[January 8, 2010]
Embedded in the career of many a copywriter is an ongoing tug of war. On one end of the rope are colleagues who believe Copy’s main purpose is to instruct and flatter. In their mind, the job comes down to endless variations on a tiny array of schematic messages:
• Do “This” now and get “That”
• Other cool people like you have already done “This”
• Read these tips. They make “This” easier to do
• Do “This,” get “That” and we’ll send more instructions
• Tell all your cool friends to do “This” too
• We really like how cool you are!
On the other end of the rope are colleagues who believe Copy’s main purpose is to be allusive and who have their own cherished list:
• Profile-Appropriate Pop-Song
• Whatever’s on YouTube
• Calvin Klein Ads from the ’90s
• Facebook!
• Hot Celebrity Wearing Jeans (We’ll fit some words in later)
• Seriously, whatever is on YouTube
And there in the middle, ropes tied to either wrist, is a copywriter who, even through the searing pain, can still grasp the pros and cons of either extreme.
Lurid and reductive metaphors aside, the issue here is that writing for adware cannot be reduced to a mechanical bag of tricks. Neither the “Copy That Gets Results” nor the “Entertain Me, I’m Bored with My Career” school of creative direction can ever produce anything more than a lifeless imitation of good work.
Simple Impulse.
As I said, each ideology contains a nugget of truth, even if it’s buried under mountains of emotional, political and intellectual effluvia. The problem is, as an industry, we’ve been at this game long enough to have lost its original impetus.

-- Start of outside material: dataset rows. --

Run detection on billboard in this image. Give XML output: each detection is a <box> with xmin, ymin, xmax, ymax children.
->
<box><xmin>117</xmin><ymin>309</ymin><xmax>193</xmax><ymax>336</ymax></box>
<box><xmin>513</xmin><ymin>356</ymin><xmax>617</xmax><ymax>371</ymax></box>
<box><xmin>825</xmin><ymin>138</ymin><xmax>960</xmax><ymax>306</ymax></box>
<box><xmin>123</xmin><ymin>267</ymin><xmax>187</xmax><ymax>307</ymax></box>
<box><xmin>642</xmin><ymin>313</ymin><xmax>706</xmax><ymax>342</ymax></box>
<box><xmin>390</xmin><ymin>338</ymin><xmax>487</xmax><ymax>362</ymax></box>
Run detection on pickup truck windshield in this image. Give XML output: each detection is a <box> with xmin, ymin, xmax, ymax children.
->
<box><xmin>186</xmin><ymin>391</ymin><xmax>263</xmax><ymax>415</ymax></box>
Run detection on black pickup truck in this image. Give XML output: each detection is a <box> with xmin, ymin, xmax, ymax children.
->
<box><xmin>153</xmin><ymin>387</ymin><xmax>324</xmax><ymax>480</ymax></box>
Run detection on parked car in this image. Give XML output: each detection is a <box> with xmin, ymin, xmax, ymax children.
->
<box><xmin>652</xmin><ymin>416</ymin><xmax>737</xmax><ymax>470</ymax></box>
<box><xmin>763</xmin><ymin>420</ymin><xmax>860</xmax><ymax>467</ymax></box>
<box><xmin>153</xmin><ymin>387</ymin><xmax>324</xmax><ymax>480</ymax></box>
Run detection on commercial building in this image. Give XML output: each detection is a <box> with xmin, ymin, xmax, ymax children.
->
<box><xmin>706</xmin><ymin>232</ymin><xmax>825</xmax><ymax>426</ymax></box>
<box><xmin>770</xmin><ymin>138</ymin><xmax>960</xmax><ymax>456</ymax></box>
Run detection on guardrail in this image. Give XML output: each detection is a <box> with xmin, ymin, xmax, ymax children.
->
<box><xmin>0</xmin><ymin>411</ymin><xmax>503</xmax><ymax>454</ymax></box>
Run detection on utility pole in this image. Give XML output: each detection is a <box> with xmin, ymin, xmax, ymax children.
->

The point, as I see it, is to connect and motivate. How you do it, and why, depends on the particulars. Not that there isn’t tons of advice available, but most of it is beside the point. Far more important than the top 10 tips “every writer should know” is a simple impulse to reach out to another person. Which person? That’s where the particulars come in and the particulars can only be found through direct observation.
It’s easy really, assuming you actually have talent for writing, a talent that includes the capacity to acquire writing technique. Given that, you only need to open your carefully trained eyes and look. Because just as much as any true visual artist, you’re a keen, sympathetic observer of everyday life and the human condition.
Telling Observation
Let me guess what your observations tell you: People—all people—contain multitudes [see #51]: multitudes of opinions, emotions, desires, aspirations and ornery bits of half-digested nonsense. As such you can’t hope to make your point stick without first dipping it in a very specific cultural context.
Here’s the glimmering coin that’s caught the eye of the “Entertain Me…” school. At the same time, with so much going on in the noggins of the people you want to reach, you need to give them a clear focal point. That’s the shiny bauble that’s turned the head of the Results worshippers.
Delicate Balance
At the end of the day, however, all the breathless theorizing in the world can’t alter the facts. It takes time and patience to build an audience’s trust or, for that matter, even get their attention. There’s simply no point in asking copywriters to cram every possible message from every possible angle into every single consumer engagement. Instead, brands and their agencies need to take better note of the pace at which people absorb information, learn to trust that information and therefore feel motivated by it.
If it’s true that post-digital consumers are deeply suspicious of advertising, you’re going to have to reach them in small, incremental steps and always as one “multitudinous” human being to another. Accomplishing this task requires a delicate balance of talents and skills, but don’t worry, your copywriters can handle it—as long as you stop hog-tying them with poorly absorbed dogma, political posturing and the absurd notion that writing has anything at all to do with words.